Adam Ant's first album in 17 years, <em>Adam Ant is the Blueblack Hussar in Marrying the Gunner's Daughter</em>, is an ersatz musical memoir.
Courtesy of the artist
Adam Ant's first album in 17 years, Adam Ant is the Blueblack Hussar in Marrying the Gunner's Daughter, is an ersatz musical memoir.

In his 1980s heyday, Adam Ant was never short on style or quirk, and he reinvented himself constantly. You may remember the performer behind "Goody Two Shoes" and "Stand and Deliver" appearing in bold makeup and swashbuckling pirate gear; the military-style jacket he sometimes wore made an impression on no less a cultural icon than Michael Jackson.

"I did actually receive a phone call from Michael Jackson," Ant says. "I thought it was a joke. I thought it was my drummer, Terry, so I wasn't particularly polite. But it was actually Michael. He basically came out and said, 'Where did you get the jacket from? I'd like to have a look at one.' So I gave him the details, and I think he had one made in white."

Adam Ant has returned to music after a 17-year break, and his newest album is a mouthful. It's called Adam Ant Is the BlueBlack Hussar in Marrying the Gunner's Daughter, and he's adopted a new style worthy of the title.
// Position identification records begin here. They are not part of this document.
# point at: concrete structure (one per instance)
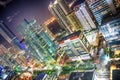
(111, 32)
(59, 9)
(53, 29)
(37, 41)
(75, 46)
(74, 21)
(101, 8)
(85, 17)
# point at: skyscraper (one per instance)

Here he speaks with NPR's Robert Smith about taking time off to be an actor and a parent, storyboarding his own music videos, struggling with bipolar disorder and moving from the U.K. to Los Angeles to rural Tennessee.


Interview Highlights

On where he's been all these years

"I started in the music business in '77, pretty much doing music solidly until '85. After that time, I got asked to do a Joe Orton play in Manchester at the Royal Exchange Theatre — so there was an opportunity to get involved in this other art form of acting, this other creative avenue. I sort of fell in love with it, so I took about five years out just doing that. ... And then I went to live in Tennessee, where my daughter was conceived. And then I started to get the pangs of wanting to get back into songwriting and performing again, which took about three or four years to put that together. Add that all up, plus being a house dad for about four years — it flew by."

On his 2013 look

"Well, it's a kind of Napoleonic hat with a sort of, about 1854 British kind of brocade waistcoat that is exactly the same design worn by Lord Byron. It fits in with the cavalry trousers, and then high boots and a tri-color bandana around the middle. And now I'm sporting a sort of mustache and a small goatee. So it's got a kind of slight Victorian feel to it."

On dealing with mental illness

"We don't know enough about the brain at this point in history to, you know, get inside it. One day, hopefully, we'll be much more educated about it, and the medications will be more pinpointed. You have to embrace the medication and try it on the recommendation of your doctor, and be honest and tell him how you feel. Without that, the biggest danger is that people just stop taking it, because they feel OK."